82. But, in its complaint response the Trust acknowledged it had not properly explained the clinical circumstances to the family. It provided an apology for this. It noted it had fed back to the consultant and senior nursing teams about explaining and documenting the severity of the type of injury Mrs O had.
83. We can understand that not being fully aware of the clinical circumstances may influence a patient’s and their families understanding of recovery. This is likely to add to any distress felt if the patient deteriorates unexpectedly.
84. From our review of Mrs O’s records, it seems she was unwell and struggled to rehabilitate after major trauma. This must have been difficult for both Mrs O to go through and for her family to see and we wish to repeat how sorry we are to hear about Mrs O’s death.
85. In this case, the Trust acknowledged and apologised for not properly explaining the full clinical circumstances to the family. It agreed to feedback the importance of explaining and documenting the severity of the injury to the relevant teams.
86. We consider the Trust’s response to this issue to be in line with our Principles. This is because the evidence shows discussions were held about Mrs O’s risk feeding, the risk of aspiration pneumonia and suitability for rehabilitation. We do think the Trust could have acted more in line with GMC Good medical practice in fully explaining the clinical circumstances of Mrs O’s injury to her family.

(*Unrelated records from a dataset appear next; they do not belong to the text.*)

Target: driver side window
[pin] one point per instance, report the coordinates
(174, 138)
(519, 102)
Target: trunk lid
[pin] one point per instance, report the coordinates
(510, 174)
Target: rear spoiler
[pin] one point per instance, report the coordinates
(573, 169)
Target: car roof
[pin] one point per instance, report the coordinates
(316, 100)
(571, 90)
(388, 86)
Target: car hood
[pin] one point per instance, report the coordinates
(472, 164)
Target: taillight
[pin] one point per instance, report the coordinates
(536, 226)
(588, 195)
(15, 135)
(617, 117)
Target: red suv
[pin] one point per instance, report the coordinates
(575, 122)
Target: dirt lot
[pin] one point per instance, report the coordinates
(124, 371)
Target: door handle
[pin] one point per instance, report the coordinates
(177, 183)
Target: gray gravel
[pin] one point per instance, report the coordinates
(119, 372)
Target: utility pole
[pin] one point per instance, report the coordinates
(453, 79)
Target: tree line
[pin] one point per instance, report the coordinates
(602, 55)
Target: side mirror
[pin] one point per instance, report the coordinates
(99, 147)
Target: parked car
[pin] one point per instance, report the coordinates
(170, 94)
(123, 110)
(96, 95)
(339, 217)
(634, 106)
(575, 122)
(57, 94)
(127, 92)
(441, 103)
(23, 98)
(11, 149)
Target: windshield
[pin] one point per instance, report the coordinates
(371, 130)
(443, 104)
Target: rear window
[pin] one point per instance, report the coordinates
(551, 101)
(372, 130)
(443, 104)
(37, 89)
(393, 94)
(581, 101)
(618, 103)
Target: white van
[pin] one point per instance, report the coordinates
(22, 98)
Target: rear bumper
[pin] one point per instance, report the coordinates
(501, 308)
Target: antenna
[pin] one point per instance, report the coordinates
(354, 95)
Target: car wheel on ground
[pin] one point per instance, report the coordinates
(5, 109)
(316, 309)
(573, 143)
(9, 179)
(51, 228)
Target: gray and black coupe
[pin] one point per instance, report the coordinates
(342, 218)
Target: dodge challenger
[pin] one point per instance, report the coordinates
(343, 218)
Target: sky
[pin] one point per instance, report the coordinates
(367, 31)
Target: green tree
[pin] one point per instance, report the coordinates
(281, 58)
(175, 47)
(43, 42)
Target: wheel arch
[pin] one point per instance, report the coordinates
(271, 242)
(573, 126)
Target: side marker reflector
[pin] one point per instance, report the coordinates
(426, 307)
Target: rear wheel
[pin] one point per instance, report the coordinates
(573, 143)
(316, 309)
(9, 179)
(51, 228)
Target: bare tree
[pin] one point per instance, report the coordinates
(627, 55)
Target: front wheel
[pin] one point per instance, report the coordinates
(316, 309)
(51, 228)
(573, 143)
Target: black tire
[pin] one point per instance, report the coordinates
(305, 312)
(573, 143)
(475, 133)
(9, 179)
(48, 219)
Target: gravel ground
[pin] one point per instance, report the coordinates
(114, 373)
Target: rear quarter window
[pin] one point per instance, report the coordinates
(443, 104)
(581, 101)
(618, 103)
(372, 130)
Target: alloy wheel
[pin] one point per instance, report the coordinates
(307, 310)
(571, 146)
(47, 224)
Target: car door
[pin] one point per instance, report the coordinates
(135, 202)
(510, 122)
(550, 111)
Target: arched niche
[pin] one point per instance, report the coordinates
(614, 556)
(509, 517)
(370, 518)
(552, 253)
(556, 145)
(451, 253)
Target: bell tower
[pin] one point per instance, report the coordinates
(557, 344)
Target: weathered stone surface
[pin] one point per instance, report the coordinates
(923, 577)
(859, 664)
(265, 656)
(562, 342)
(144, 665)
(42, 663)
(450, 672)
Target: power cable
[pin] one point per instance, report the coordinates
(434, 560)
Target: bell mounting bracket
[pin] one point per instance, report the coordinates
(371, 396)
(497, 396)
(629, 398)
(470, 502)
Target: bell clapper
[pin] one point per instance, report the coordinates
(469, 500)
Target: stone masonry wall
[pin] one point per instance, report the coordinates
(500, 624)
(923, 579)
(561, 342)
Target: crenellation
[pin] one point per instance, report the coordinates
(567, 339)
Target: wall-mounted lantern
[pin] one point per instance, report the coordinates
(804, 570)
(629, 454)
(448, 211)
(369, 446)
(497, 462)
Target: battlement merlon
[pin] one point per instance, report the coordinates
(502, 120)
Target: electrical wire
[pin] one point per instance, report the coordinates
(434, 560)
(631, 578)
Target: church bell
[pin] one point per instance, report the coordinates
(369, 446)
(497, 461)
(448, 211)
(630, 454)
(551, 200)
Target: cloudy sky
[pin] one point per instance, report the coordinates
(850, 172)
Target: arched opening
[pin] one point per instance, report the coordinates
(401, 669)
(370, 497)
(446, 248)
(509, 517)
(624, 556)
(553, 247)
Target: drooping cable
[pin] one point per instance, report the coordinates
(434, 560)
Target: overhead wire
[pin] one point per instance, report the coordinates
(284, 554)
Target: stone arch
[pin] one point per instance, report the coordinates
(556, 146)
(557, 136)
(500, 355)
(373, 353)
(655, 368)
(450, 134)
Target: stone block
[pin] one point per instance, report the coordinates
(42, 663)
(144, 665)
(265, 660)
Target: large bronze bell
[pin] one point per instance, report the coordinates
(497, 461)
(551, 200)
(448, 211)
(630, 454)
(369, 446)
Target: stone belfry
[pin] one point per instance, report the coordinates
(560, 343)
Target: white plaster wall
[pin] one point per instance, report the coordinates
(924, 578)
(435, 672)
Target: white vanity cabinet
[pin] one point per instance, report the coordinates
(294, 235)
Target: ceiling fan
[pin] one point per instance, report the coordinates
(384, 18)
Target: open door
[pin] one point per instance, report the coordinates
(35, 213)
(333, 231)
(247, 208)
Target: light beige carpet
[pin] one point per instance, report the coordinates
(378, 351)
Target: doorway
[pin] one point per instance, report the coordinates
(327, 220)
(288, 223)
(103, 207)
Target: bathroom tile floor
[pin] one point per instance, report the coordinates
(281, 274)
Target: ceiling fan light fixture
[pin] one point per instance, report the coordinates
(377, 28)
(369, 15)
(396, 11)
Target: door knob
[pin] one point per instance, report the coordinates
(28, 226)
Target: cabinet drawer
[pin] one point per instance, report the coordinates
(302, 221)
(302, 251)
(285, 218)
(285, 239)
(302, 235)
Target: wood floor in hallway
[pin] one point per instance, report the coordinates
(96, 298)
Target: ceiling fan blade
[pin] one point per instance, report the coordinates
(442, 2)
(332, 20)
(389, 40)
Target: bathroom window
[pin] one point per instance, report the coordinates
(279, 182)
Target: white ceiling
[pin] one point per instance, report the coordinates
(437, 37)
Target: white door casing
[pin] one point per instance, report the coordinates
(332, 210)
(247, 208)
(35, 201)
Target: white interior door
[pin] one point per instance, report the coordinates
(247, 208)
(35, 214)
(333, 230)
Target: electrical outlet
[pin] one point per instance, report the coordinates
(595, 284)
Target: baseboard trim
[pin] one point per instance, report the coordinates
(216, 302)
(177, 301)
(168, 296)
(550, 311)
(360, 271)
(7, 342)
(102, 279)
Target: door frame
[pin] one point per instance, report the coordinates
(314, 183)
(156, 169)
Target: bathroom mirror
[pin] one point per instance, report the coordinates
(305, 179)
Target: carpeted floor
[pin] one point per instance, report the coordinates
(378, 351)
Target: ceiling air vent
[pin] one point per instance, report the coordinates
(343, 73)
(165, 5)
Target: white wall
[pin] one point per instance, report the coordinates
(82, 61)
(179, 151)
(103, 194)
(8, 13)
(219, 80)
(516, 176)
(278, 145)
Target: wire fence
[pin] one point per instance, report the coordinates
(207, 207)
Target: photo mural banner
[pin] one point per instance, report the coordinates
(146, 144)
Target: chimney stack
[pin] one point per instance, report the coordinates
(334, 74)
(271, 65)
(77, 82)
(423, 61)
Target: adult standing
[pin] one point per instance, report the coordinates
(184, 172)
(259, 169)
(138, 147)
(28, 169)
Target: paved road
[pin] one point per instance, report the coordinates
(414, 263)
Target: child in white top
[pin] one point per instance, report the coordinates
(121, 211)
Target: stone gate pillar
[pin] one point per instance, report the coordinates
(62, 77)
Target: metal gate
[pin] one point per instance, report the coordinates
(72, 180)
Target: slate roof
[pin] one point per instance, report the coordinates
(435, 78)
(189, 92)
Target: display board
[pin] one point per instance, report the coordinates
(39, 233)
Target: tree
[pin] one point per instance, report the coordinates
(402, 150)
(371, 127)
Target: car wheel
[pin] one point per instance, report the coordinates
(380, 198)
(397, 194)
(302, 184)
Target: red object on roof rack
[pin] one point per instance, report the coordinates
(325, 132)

87. Mrs T told us two of her desired outcomes would be service improvements and an acknowledgement of any mistakes. We can see the Trust has done this through its complaint response and in providing feedback to the medical teams involved. We do not think a financial payment is appropriate on this point.
88. Based on this, we think the Trust has done enough to put right this part of the complaint.
89. We wish to thank Mrs T for bringing her complaint to our attention.